Sobre la forma de la ciudad


por Alberto Montealegre Beach


Preguntar por cuáles serían las características que nos permiten hablar de la «forma» de un objeto no es asunto trivial. Cuando decimos que algo es simple o complejo ya estamos aludiendo a la forma de esa cosa. La simplicidad sería aquella forma que podemos reconocer —como si se tratara de un volver a ver, como si la naturaleza nos adelantara la clave para entender su totalidad, la clave para discriminar entre lo esencial y lo accidental, para decidir qué debe estar primero y qué después, para el orden. Con aquello que llamamos complejo, por el contrario, no es que no podamos ver al todo, pero la decisión sobre qué es lo importante y qué lo superfluo en él queda en espera.
Desde un punto de vista estético (sea éste el de un artista o el de un científico), los objetos simples son una suerte de triunfo intelectual (y, tal vez por ello, muchas veces aburridores); los objetos complejos, en cambio, son sobre todo el resultado de un intento fallido, un enigma por superar o un misterio que desanima. Podríamos decir que «la naturaleza» es el nombre más antiguo de aquella idea del desafío: el desafío de la forma por desocultar, por describir, por «reconocer». Pero sucede que también el mundo de los objetos artificiales puede ofrecernos un desafío equivalente. No obstante se trate de nuestras creaciones, aveces éstas se escapan a nuestro control como si la naturaleza recuperara en ellas el manejo misterioso de sus procesos internos.
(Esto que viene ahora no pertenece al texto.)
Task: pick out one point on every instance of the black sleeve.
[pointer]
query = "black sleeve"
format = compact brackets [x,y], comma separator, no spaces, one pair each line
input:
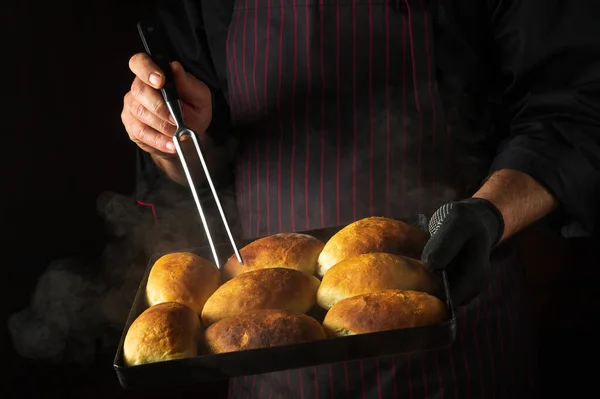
[549,55]
[196,31]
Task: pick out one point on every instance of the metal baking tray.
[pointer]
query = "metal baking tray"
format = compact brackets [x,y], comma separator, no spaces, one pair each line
[206,368]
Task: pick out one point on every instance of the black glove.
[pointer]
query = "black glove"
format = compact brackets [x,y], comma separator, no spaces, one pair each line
[463,234]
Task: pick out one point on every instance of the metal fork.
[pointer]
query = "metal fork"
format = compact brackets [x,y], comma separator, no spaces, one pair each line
[156,49]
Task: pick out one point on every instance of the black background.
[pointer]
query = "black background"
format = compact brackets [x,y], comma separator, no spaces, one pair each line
[65,74]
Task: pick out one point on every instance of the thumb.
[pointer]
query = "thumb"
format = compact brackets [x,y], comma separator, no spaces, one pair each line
[445,244]
[191,90]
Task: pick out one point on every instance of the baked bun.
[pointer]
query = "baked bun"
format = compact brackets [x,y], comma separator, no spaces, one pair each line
[162,332]
[182,277]
[288,250]
[384,310]
[262,329]
[368,273]
[372,234]
[276,288]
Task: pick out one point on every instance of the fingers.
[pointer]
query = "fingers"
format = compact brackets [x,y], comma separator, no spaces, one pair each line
[142,114]
[146,70]
[192,91]
[444,245]
[145,131]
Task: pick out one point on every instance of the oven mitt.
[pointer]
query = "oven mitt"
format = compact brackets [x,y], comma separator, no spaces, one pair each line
[463,234]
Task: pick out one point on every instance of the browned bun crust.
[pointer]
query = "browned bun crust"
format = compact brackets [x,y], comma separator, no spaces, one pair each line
[372,234]
[373,272]
[384,310]
[182,277]
[162,332]
[288,250]
[276,288]
[262,329]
Se escapa la forma; pero ahora no porque no sepamos cuál es la causa de su apariencia. Se escapa la forma porque descubrimos que no sabemos del todo de qué depende el que algo tenga eso que llamamos forma.
La ciudad es uno de estos objetos complejos. ¿Cuál es la forma de ciudad? El objeto más grande construido por el hombre, ¿es el mero resultado de un proceso de acumulación de las construcciones o también obedece a un conjunto de reglas; a un cierto estilo del acumular edificios, calles, plazas, instalaciones? Los arquitectos desean poder diseñar la ciudad, pero no se da forma a una ciudad como a un edificio, ni se la usa del mismo modo.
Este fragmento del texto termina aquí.